Unlike those in Washington D.C., Sprague had no misconceptions about the state of the "corporeal undead," the term employed to describe the entities in the official document. The dead rarely spoke, exhibited no emotion other than chronic depression and appeared to have only limited fine motor skills. He saw no spark of intelligence in their eyes, no flicker of remembrance and no internal motivation to survive. Left to their own devices, they might well waste away into nothingness. They ate nothing, drank nothing, and, aside from wandering aimlessly and groaning unremittingly, they did nothing.
Admittedly, some of Ames' closest associates had achieved some success with experimental therapy. His team worked in secrecy in the upper levels of the hospital, selecting trial candidates through a careful screening process. From the notes he had shared with other staff members, the things could be nourished intravenously, taught to perform simple skills, prompted into speech.
That Ames sanctioned such trials repulsed Sprague. Those responsible for the research argued that their work was a logical extension of their scientific background. They considered themselves medical revolutionaries exploring cutting-edge rehabilitation techniques.
Sprague likened them to grave-robbers bent on harvesting the dead for their own selfish professional purposes.

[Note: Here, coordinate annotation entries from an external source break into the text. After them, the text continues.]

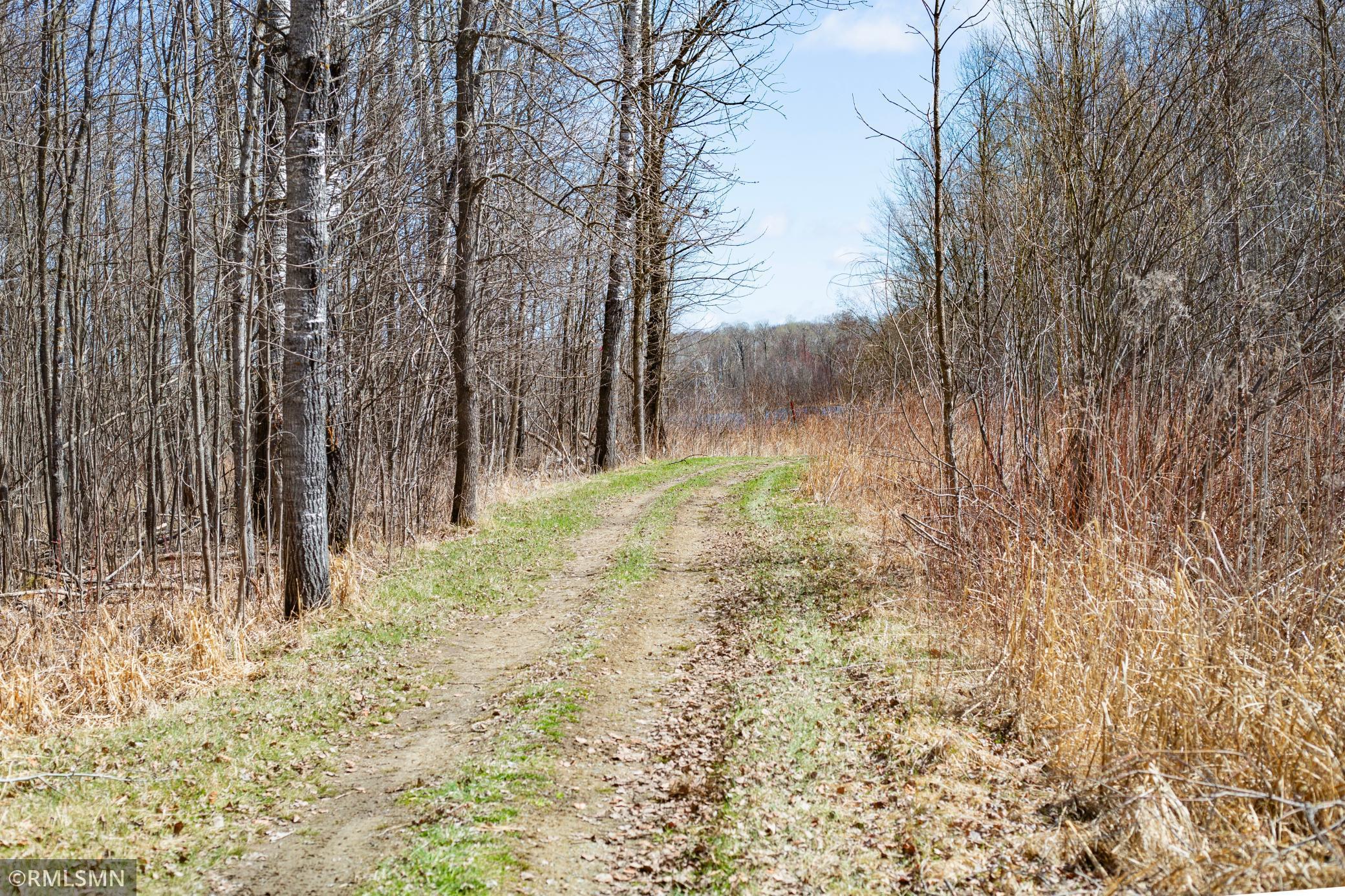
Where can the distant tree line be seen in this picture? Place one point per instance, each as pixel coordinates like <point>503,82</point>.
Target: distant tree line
<point>275,272</point>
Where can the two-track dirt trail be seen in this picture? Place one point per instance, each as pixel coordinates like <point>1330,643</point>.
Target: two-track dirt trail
<point>611,774</point>
<point>337,842</point>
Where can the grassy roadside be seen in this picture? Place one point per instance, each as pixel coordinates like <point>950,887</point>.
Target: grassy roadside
<point>848,767</point>
<point>198,776</point>
<point>466,841</point>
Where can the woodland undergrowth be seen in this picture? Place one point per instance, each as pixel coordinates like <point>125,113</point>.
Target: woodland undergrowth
<point>1185,681</point>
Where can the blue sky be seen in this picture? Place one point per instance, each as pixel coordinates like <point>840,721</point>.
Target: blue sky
<point>813,171</point>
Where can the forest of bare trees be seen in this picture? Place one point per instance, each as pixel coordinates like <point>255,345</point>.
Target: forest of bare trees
<point>276,273</point>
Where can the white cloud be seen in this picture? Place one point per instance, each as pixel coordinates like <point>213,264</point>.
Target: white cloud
<point>844,257</point>
<point>775,225</point>
<point>869,31</point>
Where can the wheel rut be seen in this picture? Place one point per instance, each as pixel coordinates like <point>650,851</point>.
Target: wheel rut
<point>337,842</point>
<point>590,841</point>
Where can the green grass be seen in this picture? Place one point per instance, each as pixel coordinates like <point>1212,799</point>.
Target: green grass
<point>204,770</point>
<point>466,845</point>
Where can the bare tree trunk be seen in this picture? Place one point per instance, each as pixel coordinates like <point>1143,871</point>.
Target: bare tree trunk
<point>940,312</point>
<point>467,444</point>
<point>303,439</point>
<point>240,151</point>
<point>604,435</point>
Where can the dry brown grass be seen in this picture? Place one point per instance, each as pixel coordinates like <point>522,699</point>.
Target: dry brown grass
<point>1200,710</point>
<point>89,658</point>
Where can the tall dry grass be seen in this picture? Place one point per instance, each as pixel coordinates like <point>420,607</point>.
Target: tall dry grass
<point>1189,681</point>
<point>102,656</point>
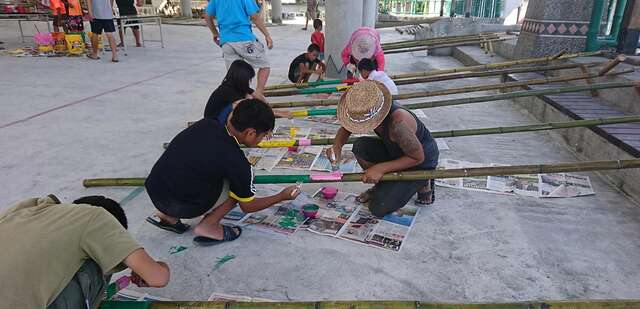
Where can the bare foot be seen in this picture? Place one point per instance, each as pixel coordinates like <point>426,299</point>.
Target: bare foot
<point>365,196</point>
<point>213,232</point>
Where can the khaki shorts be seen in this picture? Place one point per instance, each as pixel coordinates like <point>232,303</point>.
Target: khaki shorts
<point>252,52</point>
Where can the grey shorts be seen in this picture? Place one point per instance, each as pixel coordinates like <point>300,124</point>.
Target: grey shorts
<point>87,286</point>
<point>253,52</point>
<point>387,196</point>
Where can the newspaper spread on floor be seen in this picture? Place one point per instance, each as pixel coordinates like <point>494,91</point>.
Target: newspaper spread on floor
<point>341,217</point>
<point>534,185</point>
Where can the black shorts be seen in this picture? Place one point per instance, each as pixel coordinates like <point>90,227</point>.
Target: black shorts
<point>387,196</point>
<point>128,22</point>
<point>98,25</point>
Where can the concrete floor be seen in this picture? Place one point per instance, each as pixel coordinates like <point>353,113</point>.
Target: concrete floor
<point>66,119</point>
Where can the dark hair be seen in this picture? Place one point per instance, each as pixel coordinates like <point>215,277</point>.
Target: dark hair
<point>317,23</point>
<point>108,204</point>
<point>313,47</point>
<point>367,64</point>
<point>253,113</point>
<point>239,76</point>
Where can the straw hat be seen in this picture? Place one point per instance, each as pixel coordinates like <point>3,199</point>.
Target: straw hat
<point>363,107</point>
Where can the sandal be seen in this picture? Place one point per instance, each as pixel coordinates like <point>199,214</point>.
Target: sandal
<point>177,228</point>
<point>365,196</point>
<point>229,233</point>
<point>427,194</point>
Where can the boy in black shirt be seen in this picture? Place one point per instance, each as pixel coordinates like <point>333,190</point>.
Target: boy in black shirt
<point>204,172</point>
<point>306,64</point>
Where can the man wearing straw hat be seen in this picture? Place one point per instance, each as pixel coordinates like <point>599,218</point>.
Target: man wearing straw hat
<point>403,143</point>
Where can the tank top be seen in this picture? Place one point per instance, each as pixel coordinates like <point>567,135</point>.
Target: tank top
<point>431,152</point>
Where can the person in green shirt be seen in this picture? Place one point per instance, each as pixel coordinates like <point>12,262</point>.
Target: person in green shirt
<point>61,255</point>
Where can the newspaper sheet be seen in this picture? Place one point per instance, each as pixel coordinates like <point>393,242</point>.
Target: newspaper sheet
<point>564,185</point>
<point>333,214</point>
<point>264,158</point>
<point>303,159</point>
<point>347,164</point>
<point>387,233</point>
<point>283,132</point>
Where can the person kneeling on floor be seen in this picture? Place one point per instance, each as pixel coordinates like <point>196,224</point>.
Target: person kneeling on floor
<point>403,143</point>
<point>61,255</point>
<point>304,65</point>
<point>205,172</point>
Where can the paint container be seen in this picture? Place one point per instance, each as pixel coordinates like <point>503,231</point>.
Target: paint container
<point>310,210</point>
<point>329,192</point>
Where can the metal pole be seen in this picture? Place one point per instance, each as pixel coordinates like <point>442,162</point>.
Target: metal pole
<point>594,25</point>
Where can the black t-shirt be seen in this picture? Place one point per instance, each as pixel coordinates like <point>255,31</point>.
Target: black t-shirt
<point>294,67</point>
<point>221,100</point>
<point>193,167</point>
<point>126,7</point>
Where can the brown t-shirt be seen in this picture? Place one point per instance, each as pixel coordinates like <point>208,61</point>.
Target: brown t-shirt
<point>44,244</point>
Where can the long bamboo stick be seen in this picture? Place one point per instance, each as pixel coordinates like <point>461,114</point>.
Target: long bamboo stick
<point>460,69</point>
<point>437,42</point>
<point>495,97</point>
<point>584,304</point>
<point>416,175</point>
<point>428,79</point>
<point>421,48</point>
<point>490,66</point>
<point>423,94</point>
<point>474,132</point>
<point>443,38</point>
<point>469,132</point>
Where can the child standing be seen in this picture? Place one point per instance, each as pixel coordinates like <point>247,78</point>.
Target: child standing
<point>58,11</point>
<point>74,18</point>
<point>317,37</point>
<point>101,18</point>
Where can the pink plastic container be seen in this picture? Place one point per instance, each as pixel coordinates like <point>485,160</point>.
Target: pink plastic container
<point>329,192</point>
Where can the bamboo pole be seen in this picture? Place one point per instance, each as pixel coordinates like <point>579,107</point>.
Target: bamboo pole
<point>612,64</point>
<point>582,304</point>
<point>438,39</point>
<point>490,66</point>
<point>423,94</point>
<point>460,69</point>
<point>495,97</point>
<point>470,132</point>
<point>408,50</point>
<point>474,132</point>
<point>560,54</point>
<point>425,80</point>
<point>586,166</point>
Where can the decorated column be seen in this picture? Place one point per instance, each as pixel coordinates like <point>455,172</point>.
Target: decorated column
<point>551,26</point>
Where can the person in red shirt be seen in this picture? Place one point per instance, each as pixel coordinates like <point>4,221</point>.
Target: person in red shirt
<point>317,37</point>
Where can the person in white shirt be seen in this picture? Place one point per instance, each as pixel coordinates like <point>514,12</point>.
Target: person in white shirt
<point>368,70</point>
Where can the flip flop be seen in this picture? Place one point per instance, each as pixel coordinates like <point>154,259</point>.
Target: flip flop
<point>365,196</point>
<point>177,228</point>
<point>230,233</point>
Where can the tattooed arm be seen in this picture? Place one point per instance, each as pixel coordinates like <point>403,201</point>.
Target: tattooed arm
<point>402,131</point>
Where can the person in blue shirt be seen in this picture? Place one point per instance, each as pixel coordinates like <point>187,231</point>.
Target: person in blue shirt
<point>236,38</point>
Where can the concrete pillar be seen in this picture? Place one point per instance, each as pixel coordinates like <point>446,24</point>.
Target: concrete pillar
<point>185,8</point>
<point>551,26</point>
<point>276,11</point>
<point>343,17</point>
<point>369,13</point>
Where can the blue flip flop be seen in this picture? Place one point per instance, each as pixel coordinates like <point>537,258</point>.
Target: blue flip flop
<point>230,233</point>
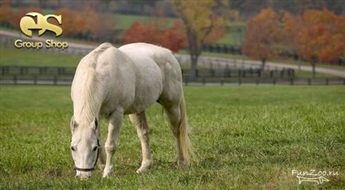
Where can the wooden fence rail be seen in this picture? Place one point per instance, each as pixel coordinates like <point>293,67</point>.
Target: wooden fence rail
<point>42,75</point>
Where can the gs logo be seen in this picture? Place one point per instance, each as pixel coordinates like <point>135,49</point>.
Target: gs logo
<point>27,24</point>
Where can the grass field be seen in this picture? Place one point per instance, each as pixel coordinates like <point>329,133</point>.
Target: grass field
<point>245,137</point>
<point>30,58</point>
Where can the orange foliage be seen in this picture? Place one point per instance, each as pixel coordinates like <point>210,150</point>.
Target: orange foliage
<point>171,38</point>
<point>317,35</point>
<point>5,12</point>
<point>215,35</point>
<point>86,23</point>
<point>73,23</point>
<point>263,35</point>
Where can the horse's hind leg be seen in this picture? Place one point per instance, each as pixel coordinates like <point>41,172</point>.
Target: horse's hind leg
<point>179,129</point>
<point>139,120</point>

"Fed up with the working conditions down there, Dr. Sprague?" Arriving on the roof, the physician found a congregation of expatriated interns smoking and sharing a bottle of Jack Daniels beneath the ruddy evening skies. "Or have you come to collect us and usher us back down to our stations?" Randy Donne had apparently been elected as the group's provisional spokesperson. The other greenhorns lacked the courage to voice their antipathy and aversion to dealing with the dead. "If that's the case, I'm afraid that we'll have to decline the invitation."
"No," Sprague said, "I'm here for some fresh air."
"Not much to go around." Donne flicked his cigarette butt over the side of the building, followed its descent with his gaze. The street in front of the hospital teemed with squirmy corpses. "There's so many of them now you can smell 'em all the way up here."
"Damn worm-sacks and dirt-backs," Freddie Julian said, downing a swig from the bottle. Sprague had heard both expressions in recent days, counted them among the more evocative inventions in an evolving lexicon. Worm-sacksreferred to corpses over six months old, dug up by optimistic relatives and subsequently abandoned due to their advanced state of decomposition. Dirt-backswere the recent dead, in most cases spontaneously reawakened in the midst of their own burial. "Someone should be corralling them, herding them toward a crematorium or something."